Welche kommenden Ereignisse ragen für Dich positiv heraus?

BP: Du sprichst damit die Frage der Qualität an. Nicht immer sind in die Entwicklung und Realisierung von Licht-affinen Projekten professionelle Lichtdesigner/innen, Künstler/innen oder Kurator/inn/en involviert. Ich bin sehr zuversichtlich, was das Publikum angeht, das es unterscheiden kann, wo es etwas zu entdecken gibt und wo visuelle Klischées bedient werden. Bei der Presse bin ich mir da manchmal nicht so sicher.

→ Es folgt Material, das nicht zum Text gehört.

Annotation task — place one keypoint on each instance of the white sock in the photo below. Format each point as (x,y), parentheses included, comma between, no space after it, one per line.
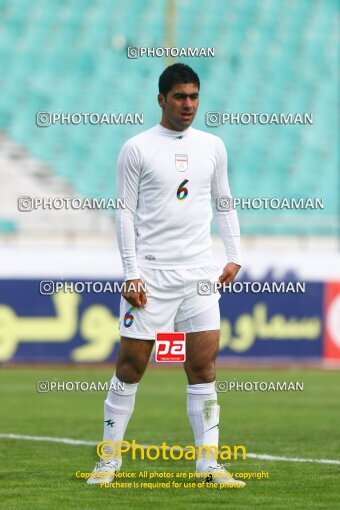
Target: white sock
(118,408)
(203,412)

Da reicht es schon, wenn das Brandenburger Tor bunt ist, um es international zu kommunizieren. Da wünsche ich mir mehr Fachverstand und Sehvermögen. Mein nächstes Projekt findet während der Bundesgartenschau 2011 auf dem Weltkulturerbe Festung Ehrenbreitstein statt. Im Mai zeigen wir für zehn Tage Installationen und Interventionen, die unter dem Titel „Von blauen Blumen“ sich mit der romantischen Idee der Naturbetrachtung zum besseren Selbst-und Weltverständnis auseinandersetzen. Du bist herzlich eingeladen.